In this manner, the master server 10 monitors the progress state of the Map process, and estimates Reduce in which data may be concentrated, on the basis of completion results of some of the Map processes without waiting for completion of all of the Map processes. Then, if it is estimated that keys or data may be concentrated in the specific slave server 30, the master server 10 transfers the data to the slave server 30 with higher machine power to prevent concentration.

In general, if completion and transfer of the Map processes are waited for, data may be assigned to a Reduce process of the specific slave server 30 in a concentrated manner by a hash function. However, the master server 10, by estimating the amount of a Reduce process from results of some of the Map processes, prevents an increase in the amount of processing in the slave server with low specifications.

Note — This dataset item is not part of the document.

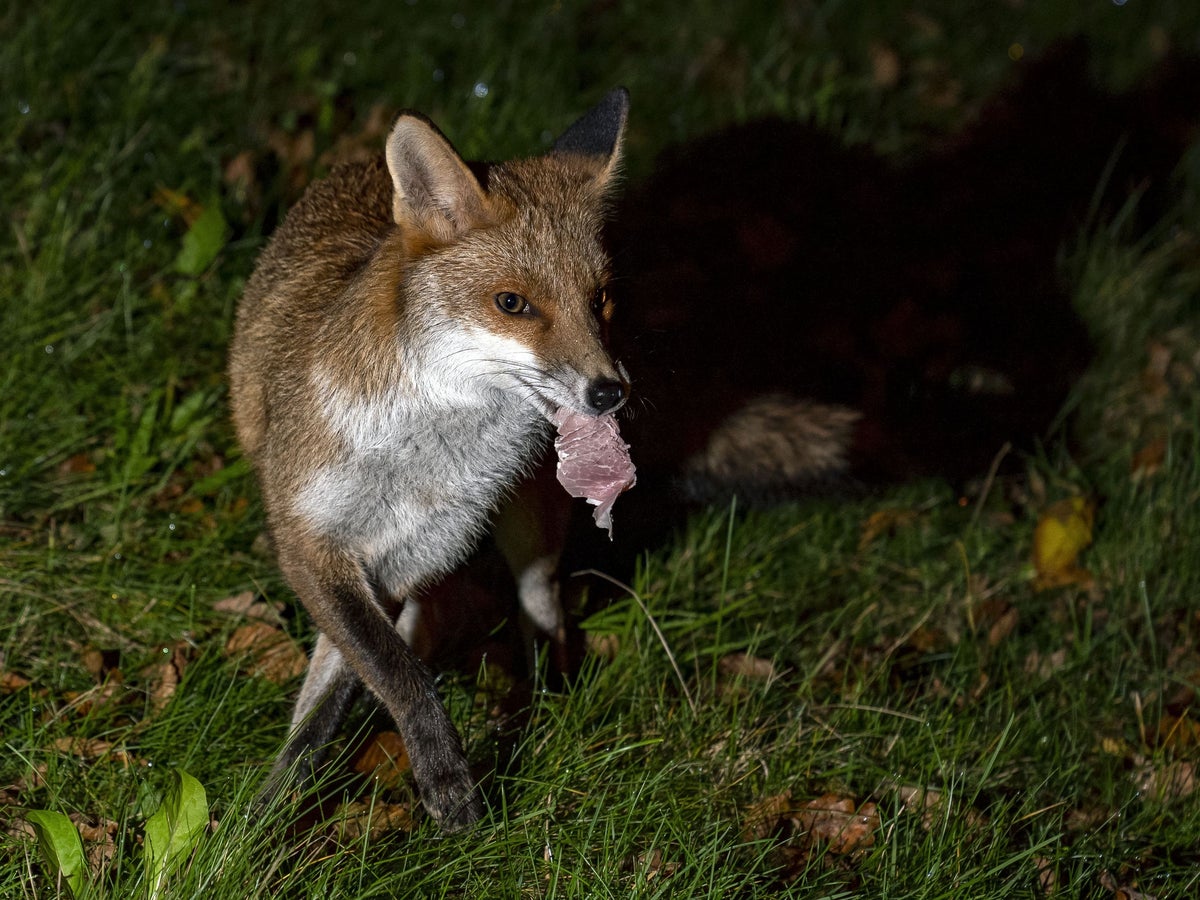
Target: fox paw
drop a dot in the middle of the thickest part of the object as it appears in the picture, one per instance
(451, 798)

Namely, the master server 10, by employing a system that monitors the volume of an output result of the Map process beforehand, assigns a Reduce process with a large amount of processing to the slave server 30 with high machine power. As a result, it is possible to make the most of machine resources of the slave server 30, and reduce the entire processing time.

[c] Third Embodiment

While the embodiments of the present invention have been described above, the present invention may be embodied in various forms other than the embodiments as described above. Therefore, the other embodiments of the present invention will be explained below.

Task Completion Rate

FIG. 14 is a diagram for explaining a relationship between a task progress image and a threshold. As illustrated in FIG. 14, MapReduce includes three phases of a Map process, a Shuffle and Sort process, and a Reduce process.

The Map process is performed at each timing on the assigned slave server 30. Similarly, the Shuffle and Sort process is performed at each timing on the assigned slave server 30. However, all of the slave servers 30 simultaneously start the Reduce processes after waiting for completion of all of the Map processes and all of the Shuffle and Sort processes. Namely, MapReduce divides a single job into a plurality of tasks and performs the tasks in parallel; therefore, a process of waiting for processes between the jobs in midstream is not needed unlike in a job net or the like, which is an advantage.

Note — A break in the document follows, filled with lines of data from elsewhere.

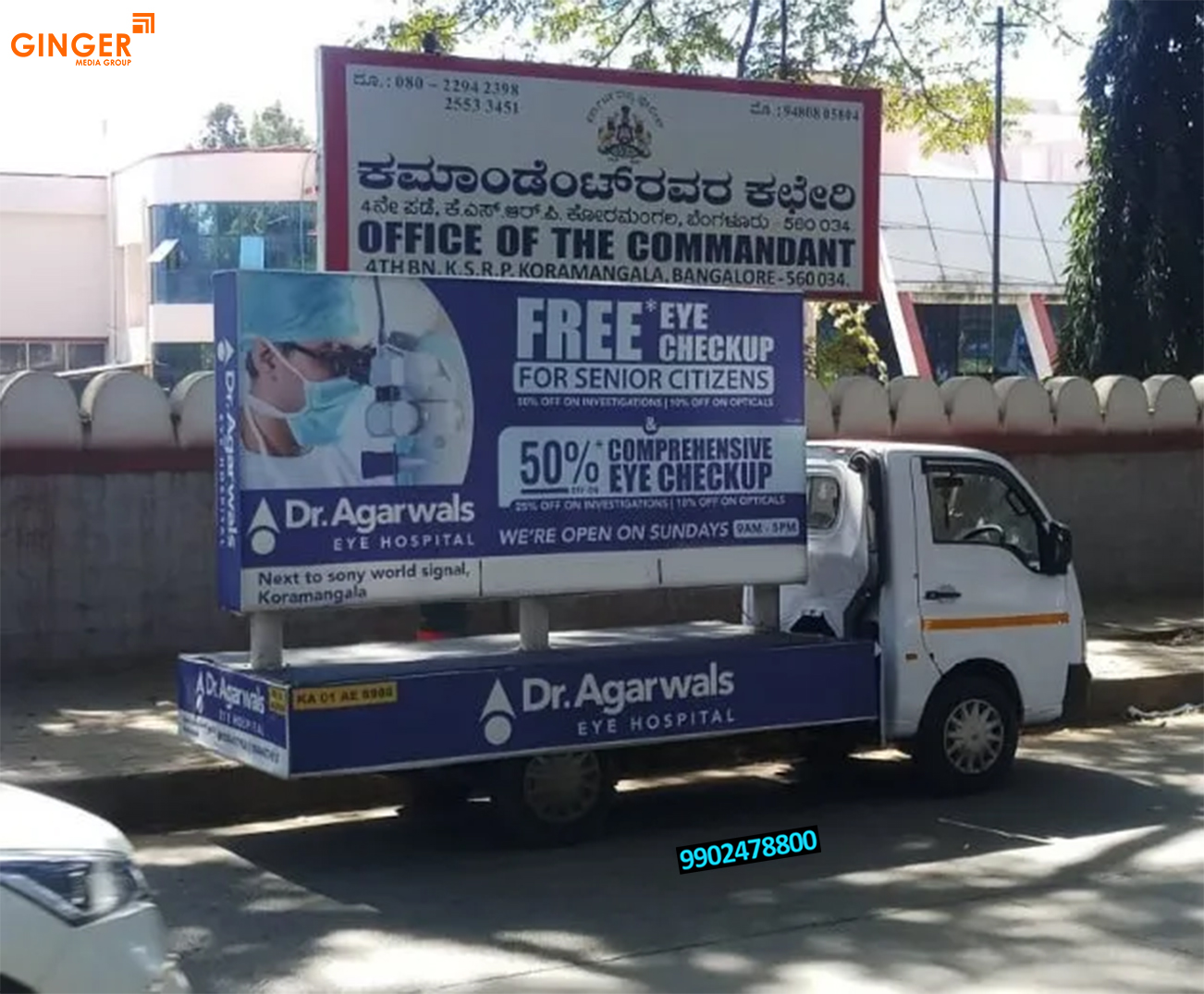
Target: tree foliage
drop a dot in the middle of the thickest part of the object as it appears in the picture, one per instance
(849, 350)
(223, 129)
(1135, 294)
(933, 59)
(272, 128)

The master server 10 can arbitrarily set a degree of completion results of some of the Map process tasks. For example, in the example in FIG. 14, when completion of three tasks among six tasks are to be waited for (A), the task completion rate is 50%, and, when all of the Map process tasks are to be completed (C), the task completion rate is 100%.

The master server 10 increases estimation accuracy as the task completion rate approaches 100%; however, in this case, a timing to start reassignment may be delayed and a Reduce process may be started. In contrast, the master server 10 decreases estimation accuracy as the task completion rate approaches to 0%; however, a timing to start reassignment is advanced and reassignment can reliably be performed before the Reduce process. Therefore, the master server 10 can arbitrarily set a threshold of a task completion rate appropriate for a system, the number of jobs, and a job time, within a range from 0% to 100%.

Selection of Map Process Task

The master server 10 can employ an arbitrary method to select a Map process task to be used to estimate the amount of processing data of a Reduce process from among some of the completed Map process tasks. As one example, the master server 10 may select a predetermined number of Map process tasks in the order of completion. Further, the master server 10 may select a task at random from among completed tasks, or may select a task in the order calculated by a specific function or the like.

Further, the master server 10 may select a task in the order from the longest data transfer time. Specifically, the master server 10 calculates a time to transfer a result of a Map process, by using a communication speed between the slave servers and by using an amount of data of the Map process to be transferred. Further, the master server 10 may select a predetermined number of results of Map processes in the order from the longest transfer time.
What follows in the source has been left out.